Az/El System Watchdogs and Failure Scenarios
Requirements
CCU Task Overrun Checks
- The CCU task sequencer shall monitor its controlled tasks for overrun conditions. The tolerance for overruns shall be configurable ( TBD ).
- The CCU task sequencer shall be able to clearly identify the overrunning task.
- The CCU sequencer tasks shall be verified to be running by a check performed periodically in the IRIG interrupt handler.

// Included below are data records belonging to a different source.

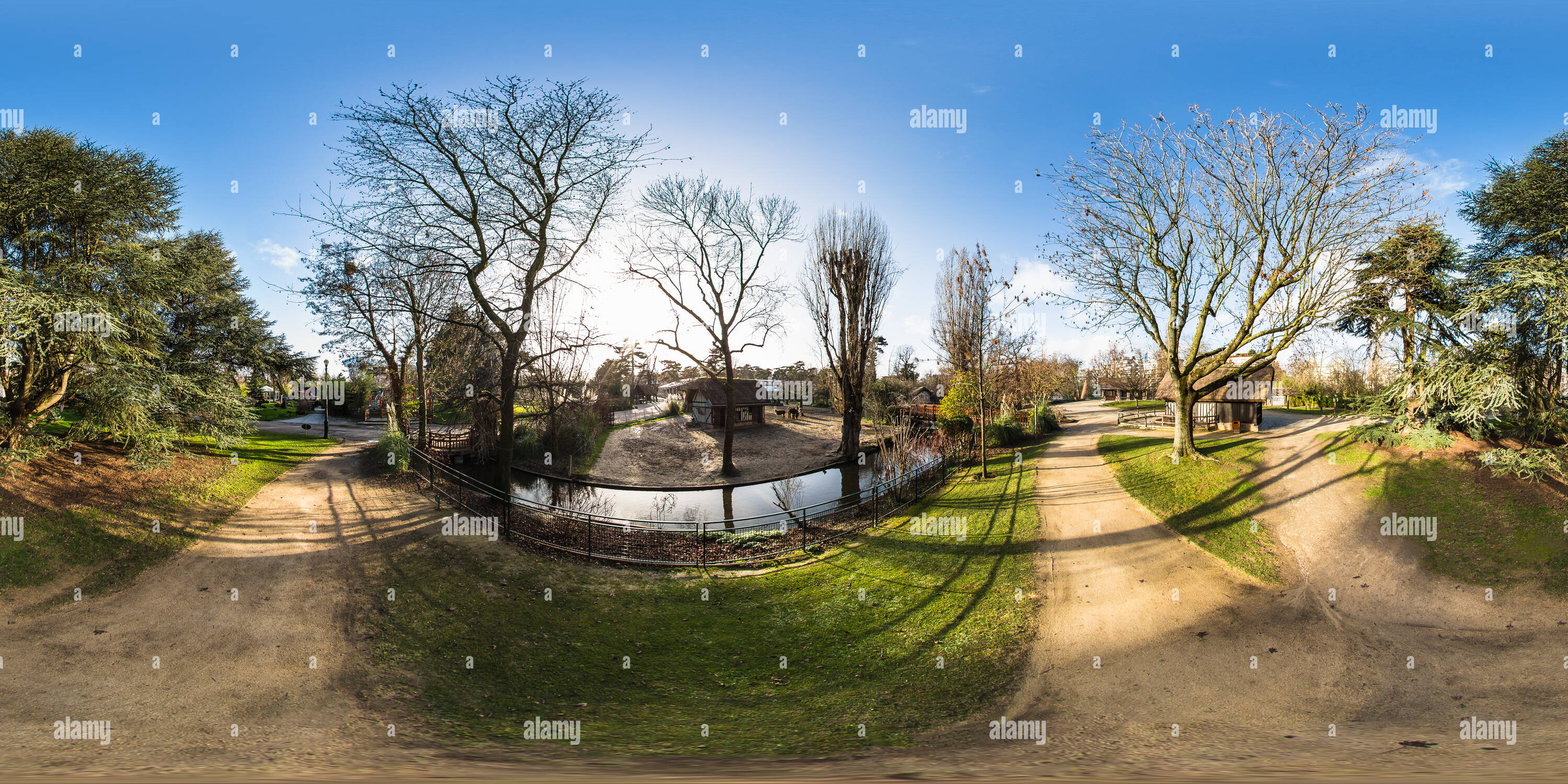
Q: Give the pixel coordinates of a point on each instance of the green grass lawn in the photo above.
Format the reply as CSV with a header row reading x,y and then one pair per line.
x,y
582,469
1208,502
1493,531
1134,403
1311,410
785,662
117,543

- The IRIG driver shall enforce an 'exclusive' one at a time device open policy. (This prevents inadvertently running more than one CCU process.)
PLC Watching CCU
The PLC periodically checks for CCU updates to a 32 bit register at V3000, and activity on a bit register at PLC address C301. If activity on either register ceases for more than
TBD seconds, the PLC watchdog shall expire disabling any active axes through a brake-sequenced stop. The CCU shall update the register at V3000 at least once a second (every 500ms typical) with a new value (e.g. a counter or 32 bit millisecond value). The CCU shall toggle the register at C301 at least once a second (every 200ms typical).
CCU Watching ACU
The CCU checks for updates to a 'deadman' token which is passed from ACU to the CCU, incremented, and then sent back with the next request for status. If the activity ceases (no updates for a period of 10 seconds) while the ACU is in control, the CCU will reject control and command any active axes to disable using a servoed-stop.
CCU Watching OCU
The CCU checks for updates to a 'deadman' token which is passed from ACU to the CCU, incremented, and then sent back with the next request for status. If the activity ceases (no updates for a period of 5 seconds) while the OCU is in control, the CCU will reject control and command any active axes to disable using a servoed-stop.
CCU Watching MCI/PEI
Each EtherCAT message sent by the CCU includes a sequence number, which is used by the PEI/MCI's to signify a successfully completed I/O cycle by returning the most recent command sequence number with the feedback data.
PLC watching MCI
The PLC monitors the state of the PEI/MCI watchdog status and MC Inhibit lines from the MCI. This provides a cross-check to verify the embedded processor watchdog has not fired, and the inhibit line is not active.
MCI watching CCU
The MCI monitors EtherCAT activity. If EtherCAT activity ceases, a timeout currently set at ~40msec expires and the MCI will zero the armature current DAC outputs (
Does MC_Inhibit become asserted? Is the PEI connected to the PLC in a similar way? )
Failure Modes
CCU Host Software Failures
Thread(s) hang accessing a resource or deadlock conditions
Sequencers can detect overrunning threads. If a sequencer thread deadlocks, the event ISR should detect it.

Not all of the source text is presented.